Eli's Hospice Insider

Patient Privacy:

HIPAA Compliance Should Zero In On Portable Devices

Hospices face special privacy risks.

With HIPAA enforcement looking to ramp up in the near future, now's the time to make compliance with the patient privacy regulation a priority for your hospice.

HHS Secretary Kathleen Sebelius' recent appointment of a former Department of Justice official to the top HHS Office for Civil Rights spot may indicate that providers can expect HIPAA enforcement to be on the rise, experts indicate. Former state and federal prosecutor Leon Rodriguez was chief of staff and deputy assistant attorney general for the DOJ Civil Rights Division before becoming OCR director. (OCR is in charge of enforcing HIPAA requirements.)

And the health care reform law increased penalties for HIPAA violations, notes attorney John Gilliland with The Gilliland Law Firm in Indianapolis. The law also gave state attorneys general the right to enforce the patient privacy regulation.

"There's no question that HIPAA enforcement is increasing," Gilliland observes.

Hospices may have a right to be nervous about increased enforcement, because they face HIPAA risks greater than those of facility-based providers.

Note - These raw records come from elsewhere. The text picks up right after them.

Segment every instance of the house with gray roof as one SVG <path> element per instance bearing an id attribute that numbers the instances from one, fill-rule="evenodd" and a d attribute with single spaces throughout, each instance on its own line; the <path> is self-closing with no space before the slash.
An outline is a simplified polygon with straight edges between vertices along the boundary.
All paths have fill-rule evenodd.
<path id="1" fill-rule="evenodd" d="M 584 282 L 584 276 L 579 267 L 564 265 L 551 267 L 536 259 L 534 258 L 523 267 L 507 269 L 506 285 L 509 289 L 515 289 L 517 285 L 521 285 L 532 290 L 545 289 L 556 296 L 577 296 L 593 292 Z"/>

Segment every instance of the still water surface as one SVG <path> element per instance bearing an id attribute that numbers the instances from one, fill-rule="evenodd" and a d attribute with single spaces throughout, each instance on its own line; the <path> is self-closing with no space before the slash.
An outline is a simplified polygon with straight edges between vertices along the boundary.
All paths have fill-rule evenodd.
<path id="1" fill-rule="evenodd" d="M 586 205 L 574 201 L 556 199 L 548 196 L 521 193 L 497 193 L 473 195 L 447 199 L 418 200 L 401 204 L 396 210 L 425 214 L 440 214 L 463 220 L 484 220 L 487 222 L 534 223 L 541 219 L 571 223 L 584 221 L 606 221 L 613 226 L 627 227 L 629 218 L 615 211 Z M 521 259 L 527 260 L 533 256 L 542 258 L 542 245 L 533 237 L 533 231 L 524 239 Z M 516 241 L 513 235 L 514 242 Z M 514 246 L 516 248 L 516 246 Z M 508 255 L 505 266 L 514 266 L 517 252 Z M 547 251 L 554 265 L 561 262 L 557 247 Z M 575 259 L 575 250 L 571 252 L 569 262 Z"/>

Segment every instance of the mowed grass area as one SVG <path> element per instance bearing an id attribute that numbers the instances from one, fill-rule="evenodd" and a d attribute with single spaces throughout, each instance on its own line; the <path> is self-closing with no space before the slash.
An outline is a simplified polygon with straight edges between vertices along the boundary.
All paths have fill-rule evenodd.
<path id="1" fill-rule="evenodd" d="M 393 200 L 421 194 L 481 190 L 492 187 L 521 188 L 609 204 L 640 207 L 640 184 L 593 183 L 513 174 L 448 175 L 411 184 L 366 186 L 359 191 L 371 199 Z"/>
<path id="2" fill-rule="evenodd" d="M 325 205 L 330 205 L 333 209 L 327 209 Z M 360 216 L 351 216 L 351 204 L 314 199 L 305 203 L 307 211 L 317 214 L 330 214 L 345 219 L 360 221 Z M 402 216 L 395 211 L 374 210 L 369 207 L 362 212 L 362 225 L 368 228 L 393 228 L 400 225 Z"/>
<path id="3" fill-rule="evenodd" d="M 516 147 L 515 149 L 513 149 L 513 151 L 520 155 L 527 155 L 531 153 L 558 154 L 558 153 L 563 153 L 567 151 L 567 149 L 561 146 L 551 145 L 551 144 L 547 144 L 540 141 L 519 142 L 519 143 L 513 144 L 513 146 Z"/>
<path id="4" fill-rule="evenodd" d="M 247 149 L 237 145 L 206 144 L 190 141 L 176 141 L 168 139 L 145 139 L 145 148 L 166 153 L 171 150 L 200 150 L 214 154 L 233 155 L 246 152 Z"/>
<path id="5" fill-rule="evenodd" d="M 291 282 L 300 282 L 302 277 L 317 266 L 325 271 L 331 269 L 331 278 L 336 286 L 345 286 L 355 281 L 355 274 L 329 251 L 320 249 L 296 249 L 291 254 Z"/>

Home care providers are more vulnerable to breaches "because protected health information (PHI) is being taken outside the agency's office with its controlled access," Gilliland says. "The opportunities for breaches are more likely than when the PHI remains at one physical location with controlled security."

"The most serious breaches these days are caused by the loss or theft of laptops and portable devices such as CDs and memory sticks," points out Jim Sheldon-Dean, director of compliance services for information security consulting firm Lewis Creek Systems in Charlotte, Vt. "Home care providers tend to use a lot of portable data and devices, so their risks are greater."

Watch out: "It seems stolen laptops are becoming one of the most common breaches even though it is not difficult to avoid," Gilliland laments.

Breaches via social media like Facebook are also a risk for home care providers, legal experts warn, since staff may develop close personal relationships with patients and forget to protect their PHI (see related story, p. 78).

Hospices face a double risk. "A home care provider has PHI in its office ... plus PHI being taken outside the office in conjunction with patient care," Gilliland tells Eli.

Don't forget: HIPAA violations also can occur from unforeseen places, as one California hospital recently found out. Stanford Hospital in Palo Alto discovered that the names and diagnosis codes of 20,000 emergency room patients were posted on a commercial website, according to the New York Times.

The detailed spreadsheet that contained PHI was posted by a billing contractor to a website that allowed students to solicit help with schoolwork, along with a question asking how to convert the data into a bar graph. The attachment, which included six months worth of patient data from 2009, remained on the site for nearly a year until a patient discovered it and reported it to the hospital, which then removed the post and reported the breach.